# 1. Gradients and Hessians (and Jacobians)

Let's further recall, that for a differentiable function $f=(f_1,\ldots, f_m):\mathbb{R}^n\to \mathbb{R}^m$ (where $f_i:\mathbb{R}^n\to \mathbb{R}$ is the $i$-th component function of $f$), we can define at every point $x\in \mathbb{R}^n$ the differential ${\rm d}_xf:\mathbb{R}^n\to \mathbb{R}^m$ (we identified the tangent space at $x$ with the vectorspace $\mathbb{R}^n$ and the tangent space at $f(x)$ with the vector space $\mathbb{R}^m$): 

${\rm d}_xf$ is a linear map. In the standard basis we can represent this map by the following $m\times n$-matrix (called Jacobian matrix):

$$
{\rm d}_xf=
\begin{bmatrix} 
 \frac{\partial f_1}{\partial x_1}(x) & \cdots & \frac{\partial f_1}{\partial x_n}(x)\\
    \vdots & \ddots & \vdots\\
    \frac{\partial f_m}{\partial x_1} (x)& \cdots & \frac{\partial f_m}{\partial x_n}(x) 
 \end{bmatrix}
= 
\begin{bmatrix}
(\nabla f_1(x))^T\\ \vdots \\(\nabla f_n(x))^T
\end{bmatrix}
$$

Note that for $m=1$ (i.e. $f=f_1$) the gradient is the transpose of the Jacobian:
$$\begin{bmatrix}
\frac{\partial f}{\partial x_1}(x) & \cdots & \frac{\partial f}{\partial x_n}(x) 
\end{bmatrix}^T= \nabla f(x)$$

Also note that (still for $m=1$) if we view the gradient as a function $\nabla f:\mathbb{R}^n\to \mathbb{R}^n$ the hessian $\nabla^2 f(x)$ is the Jacobian of the gradient at $x$.
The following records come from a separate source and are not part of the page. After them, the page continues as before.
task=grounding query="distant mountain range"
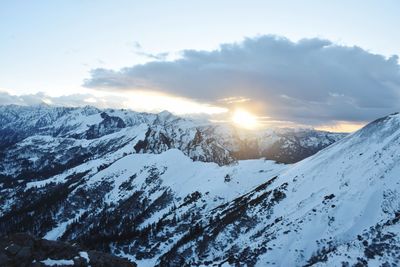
[0,106,400,266]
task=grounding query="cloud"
[84,35,400,125]
[0,91,124,108]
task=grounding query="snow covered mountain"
[7,106,400,266]
[155,114,400,266]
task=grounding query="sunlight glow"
[232,109,258,129]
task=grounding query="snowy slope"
[0,106,356,266]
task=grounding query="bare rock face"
[0,233,136,267]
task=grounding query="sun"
[232,109,258,129]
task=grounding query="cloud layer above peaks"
[84,35,400,125]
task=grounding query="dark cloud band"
[84,36,400,124]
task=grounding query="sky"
[0,0,400,131]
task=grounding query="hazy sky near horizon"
[0,0,400,132]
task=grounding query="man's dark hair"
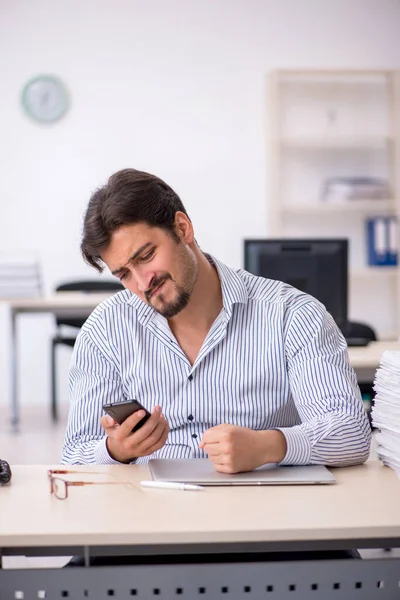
[81,169,187,273]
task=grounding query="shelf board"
[350,266,397,279]
[280,135,393,150]
[282,200,395,215]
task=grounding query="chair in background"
[51,280,125,421]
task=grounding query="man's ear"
[174,211,194,244]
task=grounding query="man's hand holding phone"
[101,406,169,463]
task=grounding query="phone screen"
[103,400,151,432]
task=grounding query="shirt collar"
[128,254,249,326]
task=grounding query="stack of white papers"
[0,256,41,298]
[372,351,400,474]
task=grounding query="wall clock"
[21,75,69,123]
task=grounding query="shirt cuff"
[94,437,124,465]
[276,425,311,465]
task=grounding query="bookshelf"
[267,70,400,339]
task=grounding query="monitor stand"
[346,337,371,347]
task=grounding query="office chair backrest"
[55,279,125,328]
[346,321,378,342]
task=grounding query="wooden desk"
[0,462,400,600]
[7,292,110,429]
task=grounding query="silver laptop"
[149,458,336,485]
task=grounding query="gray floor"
[0,405,400,568]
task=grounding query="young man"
[63,169,371,473]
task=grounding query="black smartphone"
[103,400,151,433]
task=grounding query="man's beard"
[154,287,191,319]
[145,247,197,319]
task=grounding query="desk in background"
[8,292,400,428]
[7,292,110,428]
[0,462,400,600]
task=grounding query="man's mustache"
[144,275,171,301]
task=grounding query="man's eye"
[142,249,154,261]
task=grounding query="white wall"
[0,0,400,412]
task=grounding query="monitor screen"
[244,238,348,332]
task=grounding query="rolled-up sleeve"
[61,330,124,464]
[277,300,371,466]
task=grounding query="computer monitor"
[244,238,348,333]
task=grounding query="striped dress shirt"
[62,257,371,465]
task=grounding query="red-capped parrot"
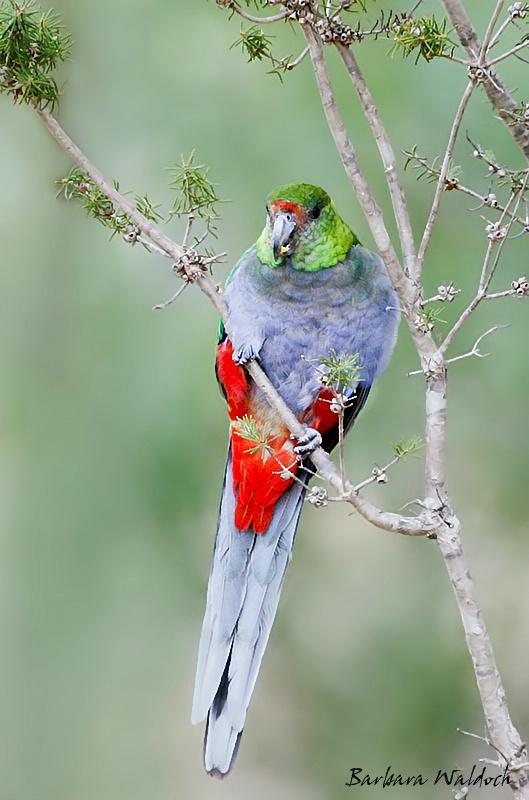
[192,184,399,777]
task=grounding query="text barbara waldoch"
[345,764,509,789]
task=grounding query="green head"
[257,183,359,272]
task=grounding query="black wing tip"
[203,712,243,781]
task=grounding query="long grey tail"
[191,451,308,778]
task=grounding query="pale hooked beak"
[272,211,297,261]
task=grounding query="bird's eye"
[310,203,321,219]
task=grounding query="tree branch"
[336,44,416,276]
[301,22,416,313]
[37,101,433,536]
[441,0,529,158]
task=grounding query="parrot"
[191,183,399,778]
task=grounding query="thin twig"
[487,42,529,67]
[37,101,428,536]
[228,2,288,25]
[441,0,529,158]
[445,325,510,364]
[478,0,505,67]
[153,282,189,311]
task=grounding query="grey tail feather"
[191,451,310,778]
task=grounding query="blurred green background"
[0,0,529,800]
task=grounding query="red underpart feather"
[231,428,297,533]
[271,200,305,224]
[217,339,337,533]
[302,389,338,435]
[217,339,249,419]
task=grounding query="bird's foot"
[233,343,259,366]
[290,428,322,456]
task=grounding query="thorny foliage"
[0,0,71,108]
[169,150,224,238]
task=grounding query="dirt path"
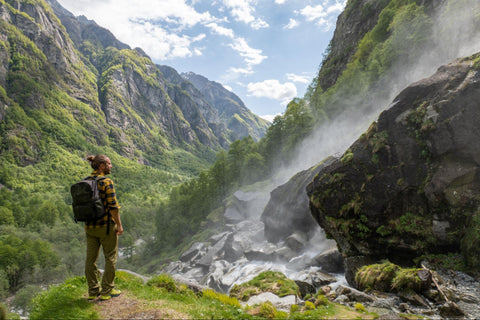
[92,291,190,320]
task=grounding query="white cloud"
[223,0,269,30]
[259,113,282,122]
[206,22,235,39]
[247,80,297,105]
[283,18,300,29]
[287,73,311,83]
[230,38,267,73]
[300,0,346,29]
[60,0,219,60]
[222,84,233,92]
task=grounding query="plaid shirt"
[85,171,121,229]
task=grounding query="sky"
[57,0,347,121]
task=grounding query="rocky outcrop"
[318,0,445,90]
[182,72,268,141]
[307,54,480,284]
[261,157,334,243]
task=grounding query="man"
[85,154,123,300]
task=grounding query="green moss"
[355,261,400,291]
[355,261,422,292]
[230,271,298,301]
[461,211,480,270]
[340,148,353,165]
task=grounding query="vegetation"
[28,272,378,320]
[355,261,422,292]
[230,271,298,301]
[0,0,478,319]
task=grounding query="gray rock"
[180,242,206,262]
[313,247,344,273]
[242,292,297,312]
[307,55,480,285]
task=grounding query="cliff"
[308,54,480,284]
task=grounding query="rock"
[333,294,350,304]
[244,242,277,261]
[275,247,297,261]
[242,292,297,312]
[295,280,317,299]
[291,268,337,288]
[319,286,332,296]
[206,260,231,293]
[196,235,228,268]
[307,54,480,285]
[261,160,336,243]
[287,254,315,270]
[335,285,376,302]
[285,231,307,252]
[172,274,208,293]
[397,290,430,308]
[224,233,244,262]
[440,301,465,318]
[224,207,245,224]
[313,247,345,273]
[180,242,206,262]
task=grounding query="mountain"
[182,72,268,141]
[0,0,267,297]
[308,53,480,284]
[0,0,267,170]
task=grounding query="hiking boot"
[110,288,122,298]
[87,292,100,300]
[100,288,122,301]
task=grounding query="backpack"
[70,176,106,222]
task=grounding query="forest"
[0,0,476,316]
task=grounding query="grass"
[230,271,298,301]
[29,272,378,320]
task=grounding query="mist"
[275,0,480,183]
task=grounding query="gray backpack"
[70,176,106,222]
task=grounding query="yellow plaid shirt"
[85,171,121,229]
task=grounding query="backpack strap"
[84,176,112,235]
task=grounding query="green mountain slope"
[0,0,266,298]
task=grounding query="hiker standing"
[85,155,123,300]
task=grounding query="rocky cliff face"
[318,0,446,90]
[261,157,334,243]
[0,0,266,165]
[308,54,480,283]
[182,72,268,141]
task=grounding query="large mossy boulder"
[307,54,480,284]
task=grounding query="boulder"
[180,242,206,262]
[307,54,480,285]
[313,247,344,273]
[242,292,297,312]
[261,158,333,243]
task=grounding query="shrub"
[147,274,177,292]
[259,301,277,319]
[305,301,316,310]
[202,289,241,308]
[354,302,367,312]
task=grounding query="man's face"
[101,158,113,174]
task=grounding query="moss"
[355,261,422,292]
[230,271,298,301]
[461,211,480,270]
[340,148,353,165]
[355,261,400,291]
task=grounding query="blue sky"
[57,0,346,120]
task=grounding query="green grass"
[30,277,100,320]
[26,272,384,320]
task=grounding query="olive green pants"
[85,224,118,296]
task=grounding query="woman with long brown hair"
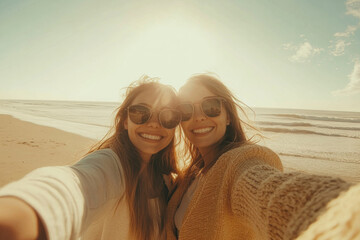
[0,77,181,240]
[166,74,360,240]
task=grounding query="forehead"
[179,83,216,102]
[132,89,176,108]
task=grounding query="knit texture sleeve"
[231,161,350,239]
[0,149,124,240]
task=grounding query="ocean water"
[0,100,360,182]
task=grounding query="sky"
[0,0,360,112]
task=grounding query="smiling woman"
[0,77,180,240]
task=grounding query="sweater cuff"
[231,164,350,239]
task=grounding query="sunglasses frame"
[178,96,226,122]
[126,104,181,129]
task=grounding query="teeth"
[140,133,161,140]
[193,127,213,133]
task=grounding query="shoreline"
[0,114,360,187]
[0,114,97,187]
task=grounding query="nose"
[193,104,206,122]
[146,112,161,128]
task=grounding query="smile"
[193,127,214,134]
[139,133,162,141]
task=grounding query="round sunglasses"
[178,97,225,121]
[127,104,181,129]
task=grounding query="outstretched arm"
[0,197,46,240]
[231,159,350,239]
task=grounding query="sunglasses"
[178,97,225,121]
[128,104,181,129]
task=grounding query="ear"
[124,118,128,130]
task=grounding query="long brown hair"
[180,73,262,180]
[89,76,178,239]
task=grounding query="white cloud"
[330,40,351,56]
[283,42,323,62]
[346,0,360,18]
[332,61,360,96]
[334,26,357,37]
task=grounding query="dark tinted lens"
[201,98,221,117]
[129,105,151,124]
[159,109,181,129]
[178,103,194,121]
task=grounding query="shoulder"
[71,148,123,179]
[218,144,283,171]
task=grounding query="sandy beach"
[0,115,96,186]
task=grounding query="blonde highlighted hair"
[89,76,178,239]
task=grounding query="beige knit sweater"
[166,145,360,240]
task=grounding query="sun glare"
[122,20,219,89]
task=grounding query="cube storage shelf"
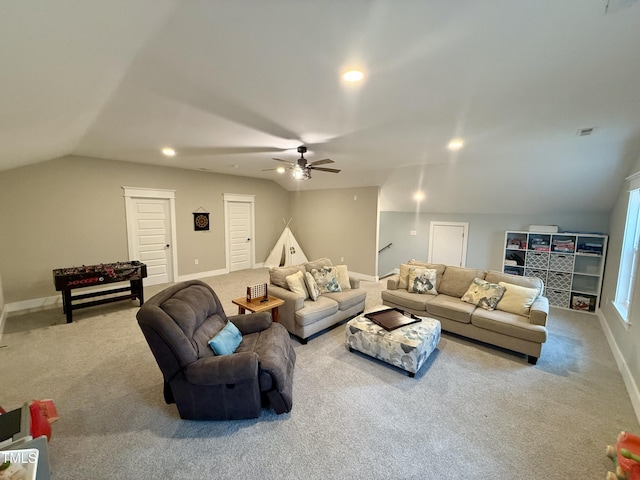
[502,231,608,313]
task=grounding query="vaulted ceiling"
[0,0,640,213]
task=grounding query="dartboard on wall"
[193,212,209,232]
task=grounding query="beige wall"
[289,187,379,277]
[378,212,609,276]
[0,156,289,303]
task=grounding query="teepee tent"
[264,220,308,268]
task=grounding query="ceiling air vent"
[578,127,596,137]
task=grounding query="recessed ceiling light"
[447,138,464,150]
[342,70,364,82]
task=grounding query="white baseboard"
[176,268,229,282]
[349,272,380,282]
[597,310,640,422]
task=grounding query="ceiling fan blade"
[309,158,334,165]
[307,166,340,173]
[274,158,295,165]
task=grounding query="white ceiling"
[0,0,640,213]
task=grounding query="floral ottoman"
[345,305,441,377]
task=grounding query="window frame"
[612,172,640,326]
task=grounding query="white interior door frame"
[427,221,469,267]
[222,193,256,272]
[122,187,178,282]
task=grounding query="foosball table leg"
[62,289,73,323]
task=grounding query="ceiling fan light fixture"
[447,138,464,150]
[342,70,364,82]
[293,165,311,180]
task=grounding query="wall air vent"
[577,127,596,137]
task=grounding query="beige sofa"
[382,260,549,365]
[269,258,367,344]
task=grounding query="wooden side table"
[231,295,284,322]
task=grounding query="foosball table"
[53,261,147,323]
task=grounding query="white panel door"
[131,198,173,285]
[227,202,253,272]
[428,222,469,267]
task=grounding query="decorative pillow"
[496,282,538,316]
[209,322,242,355]
[304,272,320,302]
[461,277,505,310]
[407,267,438,295]
[398,263,411,290]
[286,272,309,299]
[333,265,351,292]
[311,267,342,293]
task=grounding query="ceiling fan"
[269,145,340,180]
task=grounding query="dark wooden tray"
[364,308,422,331]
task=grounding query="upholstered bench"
[345,305,441,377]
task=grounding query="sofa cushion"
[471,308,547,343]
[295,295,338,327]
[323,289,367,310]
[461,278,505,310]
[269,265,304,290]
[304,257,333,273]
[437,267,484,298]
[496,282,538,317]
[380,289,437,312]
[426,293,476,323]
[484,270,544,295]
[398,259,446,289]
[407,267,438,295]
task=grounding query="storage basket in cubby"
[549,253,573,272]
[525,252,549,270]
[524,268,547,285]
[547,272,572,290]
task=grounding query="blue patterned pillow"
[311,267,342,293]
[209,322,242,355]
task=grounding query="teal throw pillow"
[209,322,242,355]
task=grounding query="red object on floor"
[29,400,51,440]
[616,432,640,480]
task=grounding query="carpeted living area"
[0,269,640,480]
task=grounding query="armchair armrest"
[227,312,272,335]
[529,296,549,327]
[387,273,400,290]
[184,352,259,385]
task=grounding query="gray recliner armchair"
[137,280,296,420]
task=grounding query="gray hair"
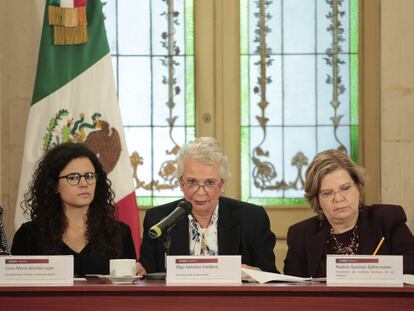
[305,149,365,219]
[175,137,230,181]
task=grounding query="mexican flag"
[15,0,141,255]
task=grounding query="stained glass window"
[240,0,359,205]
[102,0,195,206]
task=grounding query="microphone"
[148,201,192,239]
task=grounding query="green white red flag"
[15,0,141,254]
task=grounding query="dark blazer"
[283,205,414,277]
[11,221,136,276]
[139,197,277,273]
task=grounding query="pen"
[372,237,385,256]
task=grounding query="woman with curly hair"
[11,143,136,276]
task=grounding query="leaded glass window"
[103,0,195,210]
[240,0,358,205]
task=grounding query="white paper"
[242,268,312,284]
[403,274,414,285]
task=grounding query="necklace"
[327,226,359,255]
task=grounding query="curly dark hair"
[21,143,122,258]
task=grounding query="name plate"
[0,255,73,285]
[166,256,241,284]
[326,255,403,286]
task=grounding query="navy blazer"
[283,204,414,277]
[139,197,277,273]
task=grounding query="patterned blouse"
[188,206,218,256]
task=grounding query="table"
[0,280,414,311]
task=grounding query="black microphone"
[148,201,192,239]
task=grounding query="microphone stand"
[164,227,172,271]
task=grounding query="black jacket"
[283,205,414,277]
[139,197,277,273]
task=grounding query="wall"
[0,0,45,244]
[381,0,414,229]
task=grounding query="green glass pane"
[349,0,359,53]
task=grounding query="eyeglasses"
[59,172,98,186]
[180,179,223,193]
[319,184,355,201]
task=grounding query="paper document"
[403,274,414,285]
[242,268,313,284]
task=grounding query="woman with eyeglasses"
[284,150,414,277]
[140,137,277,273]
[11,143,136,276]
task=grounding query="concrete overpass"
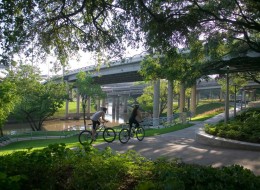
[61,55,145,85]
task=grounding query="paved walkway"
[95,114,260,175]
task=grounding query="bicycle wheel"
[135,127,145,141]
[103,127,116,143]
[119,129,130,144]
[79,130,93,145]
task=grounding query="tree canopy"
[0,0,260,75]
[5,65,68,131]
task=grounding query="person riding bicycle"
[129,104,142,131]
[91,107,108,139]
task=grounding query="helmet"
[134,104,139,108]
[101,107,107,112]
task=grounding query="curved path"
[94,114,260,175]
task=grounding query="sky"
[38,49,144,76]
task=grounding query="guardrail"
[142,112,192,128]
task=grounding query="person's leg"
[92,120,97,139]
[129,119,133,131]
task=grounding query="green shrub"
[205,109,260,143]
[0,144,260,190]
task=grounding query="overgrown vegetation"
[205,108,260,143]
[0,144,260,190]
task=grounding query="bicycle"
[119,123,145,144]
[79,122,116,145]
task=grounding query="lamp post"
[225,66,229,123]
[234,84,237,117]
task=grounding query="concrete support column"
[179,83,185,113]
[112,97,116,121]
[153,79,160,126]
[116,96,120,121]
[87,96,91,119]
[101,98,106,107]
[190,84,197,116]
[65,81,69,118]
[179,83,186,123]
[76,89,80,118]
[96,100,100,110]
[167,80,173,123]
[123,96,128,113]
[225,71,229,123]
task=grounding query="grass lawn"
[191,101,224,121]
[0,101,224,155]
[0,124,192,155]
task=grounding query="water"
[3,114,126,135]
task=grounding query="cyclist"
[91,107,108,140]
[129,104,142,131]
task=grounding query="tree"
[75,71,106,129]
[0,78,18,136]
[120,0,260,52]
[8,65,68,131]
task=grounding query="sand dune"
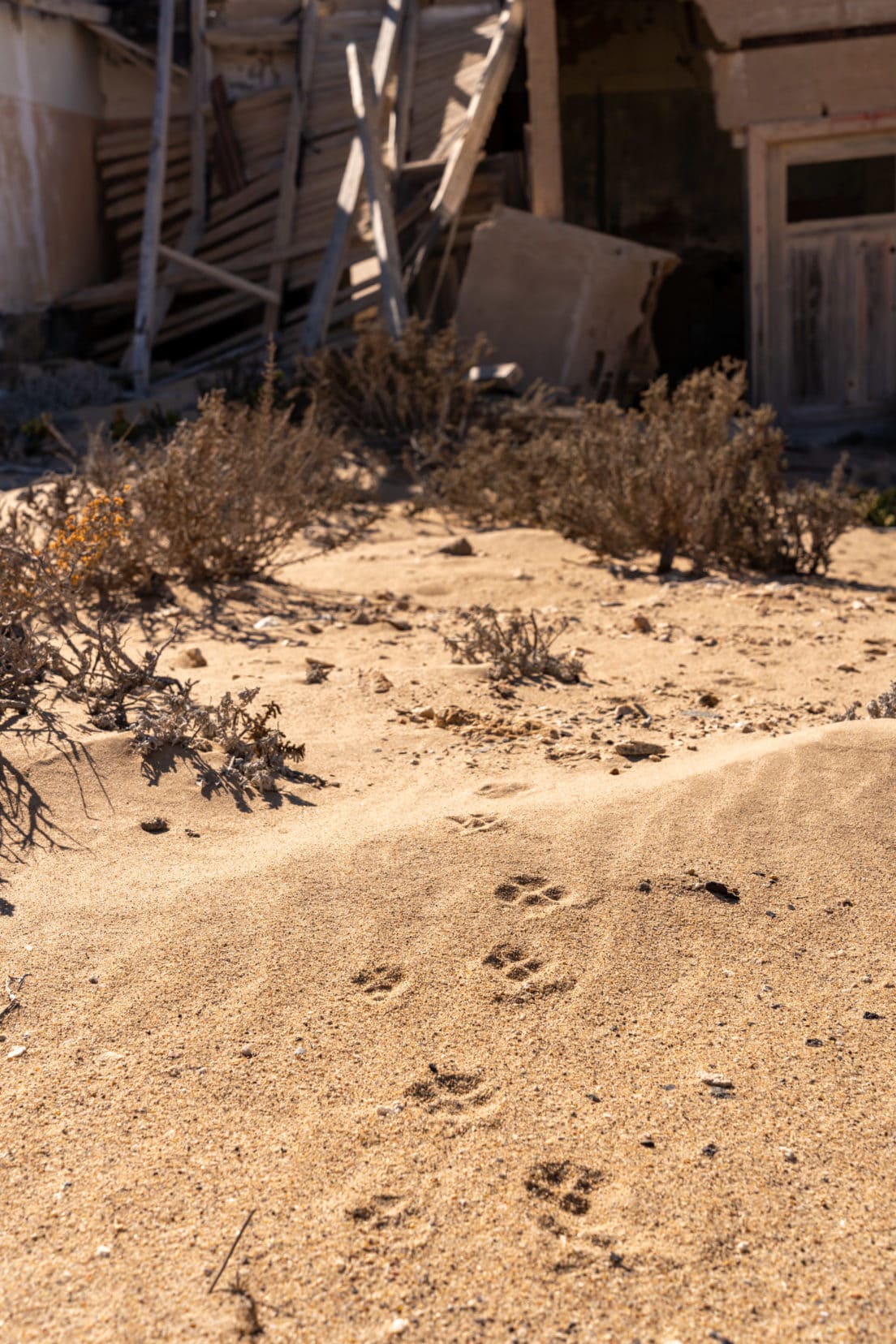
[0,510,896,1344]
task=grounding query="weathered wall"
[699,0,896,47]
[0,0,102,313]
[556,0,744,377]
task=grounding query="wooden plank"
[744,127,771,403]
[88,23,189,80]
[699,0,896,47]
[406,0,525,285]
[345,41,407,340]
[158,243,274,304]
[433,0,525,226]
[387,0,420,172]
[127,0,174,395]
[265,0,318,336]
[302,0,407,355]
[211,75,246,196]
[525,0,563,219]
[707,35,896,131]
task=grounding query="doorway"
[748,118,896,432]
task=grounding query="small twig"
[0,971,31,1022]
[209,1208,255,1293]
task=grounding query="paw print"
[494,872,566,906]
[525,1161,602,1225]
[352,967,404,1002]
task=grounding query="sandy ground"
[0,508,896,1344]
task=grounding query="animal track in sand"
[524,1161,603,1231]
[476,782,532,799]
[482,942,575,1004]
[447,812,506,832]
[345,1195,416,1231]
[406,1065,494,1114]
[524,1161,613,1274]
[352,967,406,1002]
[494,872,566,906]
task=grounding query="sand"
[0,508,896,1344]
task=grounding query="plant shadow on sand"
[0,711,97,876]
[141,746,328,813]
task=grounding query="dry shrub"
[443,606,584,683]
[433,360,857,574]
[0,523,166,727]
[865,682,896,719]
[4,354,371,600]
[133,684,305,793]
[297,318,484,467]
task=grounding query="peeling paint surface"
[0,6,102,313]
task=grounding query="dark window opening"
[787,154,896,225]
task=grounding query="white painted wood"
[131,0,174,395]
[387,0,420,172]
[430,0,525,227]
[265,0,318,336]
[120,0,209,368]
[302,0,408,355]
[345,41,407,340]
[158,243,277,304]
[707,33,896,131]
[88,23,189,80]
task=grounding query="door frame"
[746,111,896,416]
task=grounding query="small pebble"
[697,1074,734,1090]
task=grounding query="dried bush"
[433,360,857,574]
[297,318,484,467]
[443,606,584,683]
[864,485,896,527]
[865,682,896,719]
[0,527,166,727]
[2,354,371,600]
[133,683,305,793]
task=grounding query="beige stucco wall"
[0,0,102,313]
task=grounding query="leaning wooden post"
[345,41,407,340]
[302,0,407,355]
[131,0,174,395]
[265,0,317,336]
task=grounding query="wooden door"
[763,131,896,428]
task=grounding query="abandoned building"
[0,0,896,437]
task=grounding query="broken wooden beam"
[211,75,246,196]
[158,243,277,304]
[302,0,408,355]
[129,0,174,395]
[265,0,317,336]
[404,0,525,285]
[345,41,407,340]
[387,0,420,172]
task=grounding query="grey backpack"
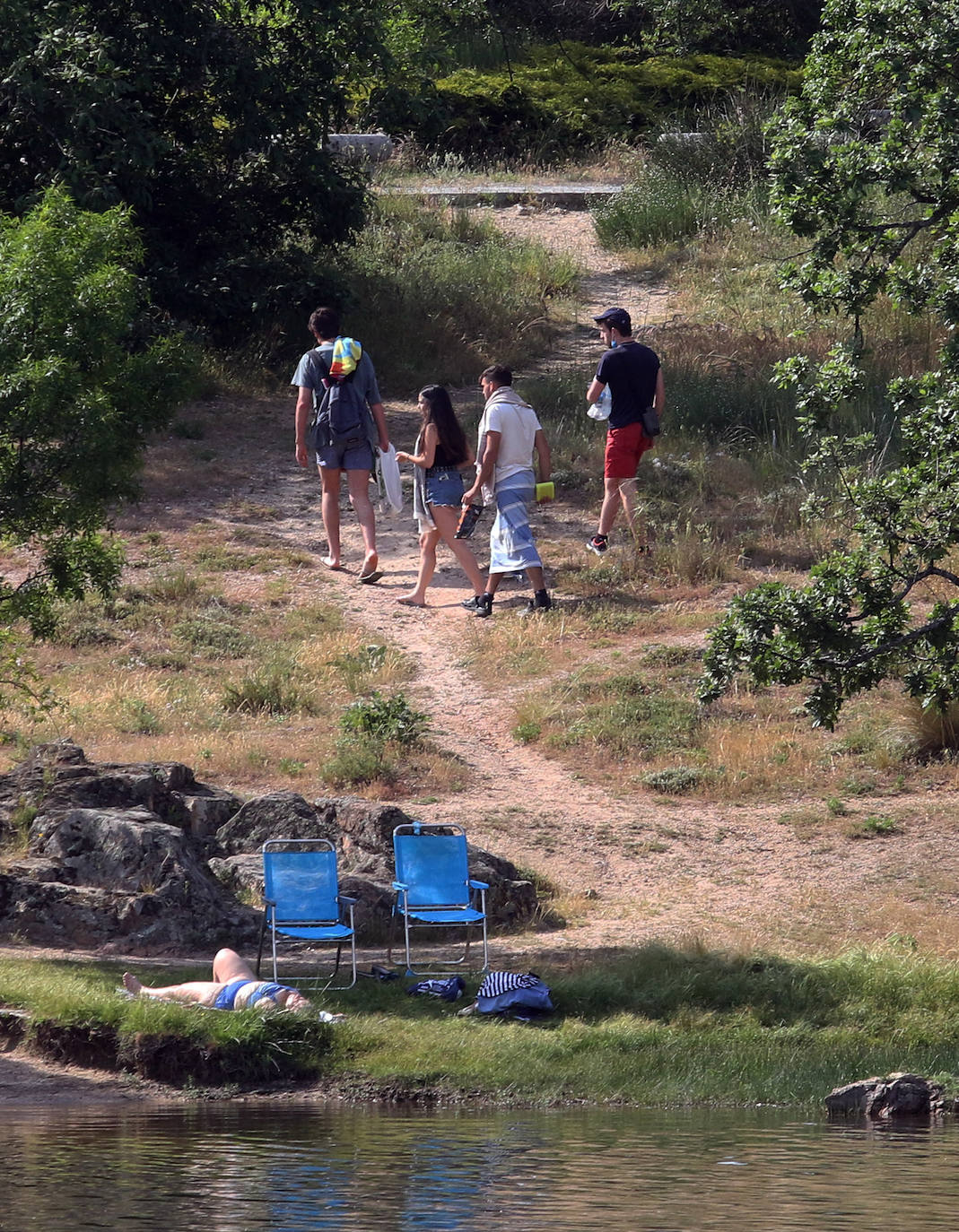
[307,347,370,450]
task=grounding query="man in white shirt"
[462,363,553,617]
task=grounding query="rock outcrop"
[0,741,536,953]
[826,1074,946,1121]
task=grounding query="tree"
[0,188,195,694]
[700,0,959,727]
[0,0,379,339]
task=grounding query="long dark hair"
[419,386,470,465]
More generally for differentiable map $f:V\to W$ between finite dimensional vector spaces we can define for all $x\in V$ the differential ${\rm d}_x f: V\to W$ by mapping $v\in V$ as follows:
$$ v\mapsto ({\rm d}_x f)v := \lim_{h\to 0}\frac{f(x+hv)-f(x)}h.$$
${\rm d}_x f$ is a linear map between the vector spaces $V$ and $W$. 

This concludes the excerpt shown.